Officine dématérialisée
Pour ABMPharma, prestataire de santé exclusif à l'officine, la communication via un site Internet, mais aussi en vitrine, est indispensable pour que le pharmacien mette en avant son expertise dans le MAD. Il insiste aussi sur la nécessaire implication de ce dernier dans les réseaux de santé et la coordination des soins autour du patient, conditions pour développer cette activité. Népenthès, pour sa part, n'hésite pas à considérer l'outil numérique comme une des solutions d'avenir pour que l'officine puisse récupérer le marché du MAD. « C'est un moyen de faire tomber les murs de l'officine qui va pouvoir communiquer plus librement », rappelle Christian Grenier, dirigeant du groupement.
Fort de son partenariat avec les fournisseurs de matériel médical Invacare, Alcura et D Medica, Népenthès a mis en œuvre une plateforme Internet qui offre au patient un accès à tout le catalogue ainsi qu'à une quinzaine d'équipements à tarifs préférentiels. La commande, faite directement sur le site selon le mode du « click and collect », est prise en charge par l'officine. « Tout va se dématérialiser. La connexion est au cœur de la stratégie Ma santé 2022 élaborée par le gouvernement qui encourage notamment au regroupement des professionnels de santé. » Dans ce cadre, le pharmacien dispose de tous les atouts pour devenir un pivot dans l'organisation des soins, capable de conseiller et d'accompagner le patient jusqu'à son domicile, de porter les médicaments, de préparer les doses à administrer… « Le MAD débouche sur quantité de services qui sont, bien plus que les produits, l'avenir de l'officine. »
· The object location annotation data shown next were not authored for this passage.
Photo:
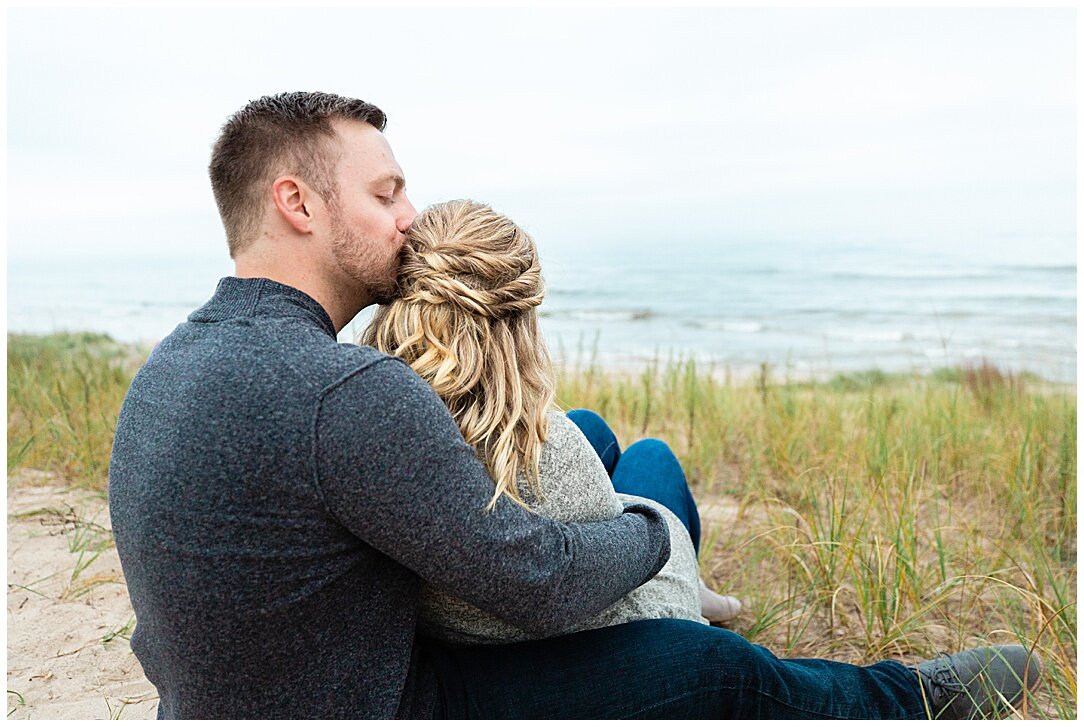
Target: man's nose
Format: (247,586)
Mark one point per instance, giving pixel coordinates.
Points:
(407,217)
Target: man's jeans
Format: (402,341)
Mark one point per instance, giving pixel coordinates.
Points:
(667,667)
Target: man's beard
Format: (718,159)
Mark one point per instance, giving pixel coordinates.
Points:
(349,251)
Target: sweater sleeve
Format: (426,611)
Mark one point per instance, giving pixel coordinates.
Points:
(391,466)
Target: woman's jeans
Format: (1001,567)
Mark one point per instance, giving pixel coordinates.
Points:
(667,667)
(647,469)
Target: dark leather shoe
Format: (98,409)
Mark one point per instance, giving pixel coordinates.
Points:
(978,684)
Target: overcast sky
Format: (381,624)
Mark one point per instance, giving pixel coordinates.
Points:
(616,127)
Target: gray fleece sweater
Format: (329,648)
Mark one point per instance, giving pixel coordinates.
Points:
(577,489)
(278,498)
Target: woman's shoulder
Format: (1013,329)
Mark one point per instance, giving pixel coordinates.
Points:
(573,482)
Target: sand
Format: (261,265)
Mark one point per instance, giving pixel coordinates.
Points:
(68,656)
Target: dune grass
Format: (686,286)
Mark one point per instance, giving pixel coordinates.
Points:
(877,516)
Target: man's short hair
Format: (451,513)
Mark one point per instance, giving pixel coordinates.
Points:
(285,133)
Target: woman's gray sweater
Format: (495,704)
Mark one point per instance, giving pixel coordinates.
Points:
(577,489)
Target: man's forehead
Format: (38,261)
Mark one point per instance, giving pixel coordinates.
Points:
(364,148)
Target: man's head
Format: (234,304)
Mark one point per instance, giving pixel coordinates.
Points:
(286,133)
(308,180)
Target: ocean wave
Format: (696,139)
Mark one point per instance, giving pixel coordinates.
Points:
(730,326)
(868,336)
(604,315)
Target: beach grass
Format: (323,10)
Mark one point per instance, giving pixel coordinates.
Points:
(875,516)
(869,516)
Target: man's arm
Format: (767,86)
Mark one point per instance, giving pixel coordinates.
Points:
(392,467)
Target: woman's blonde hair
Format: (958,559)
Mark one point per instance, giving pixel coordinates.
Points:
(466,322)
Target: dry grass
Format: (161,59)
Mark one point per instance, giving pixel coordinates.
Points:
(877,516)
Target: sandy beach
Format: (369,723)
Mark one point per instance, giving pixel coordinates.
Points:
(68,656)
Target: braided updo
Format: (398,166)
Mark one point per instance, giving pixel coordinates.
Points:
(466,322)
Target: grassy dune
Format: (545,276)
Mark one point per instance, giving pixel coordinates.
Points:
(878,516)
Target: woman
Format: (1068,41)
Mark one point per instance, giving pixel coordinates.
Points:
(467,323)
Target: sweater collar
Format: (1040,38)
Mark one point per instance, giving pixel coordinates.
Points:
(260,297)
Si le maintien à domicile apparaît comme une activité à fort potentiel, il n'en est pas moins menacé par la baisse successive des tarifs que subissent les dispositifs médicaux visés par la loi de financement de la Sécurité sociale 2019. Les lits médicalisés pourraient ainsi voir prochainement leur prix baisser de 15,2 % selon le projet d'avis du Comité économique des produits de santé (CEPS). Une décision qui serait difficile à comprendre dans la mouvance du virage ambulatoire et du maintien à domicile encouragée par les pouvoirs publics.
*Décret n° 2018-841 du 3 octobre 2018 relatif aux conseils et prestations pouvant être proposés par les pharmaciens d'officine dans le but de favoriser l'amélioration ou le maintien de l'état de santé des personnes.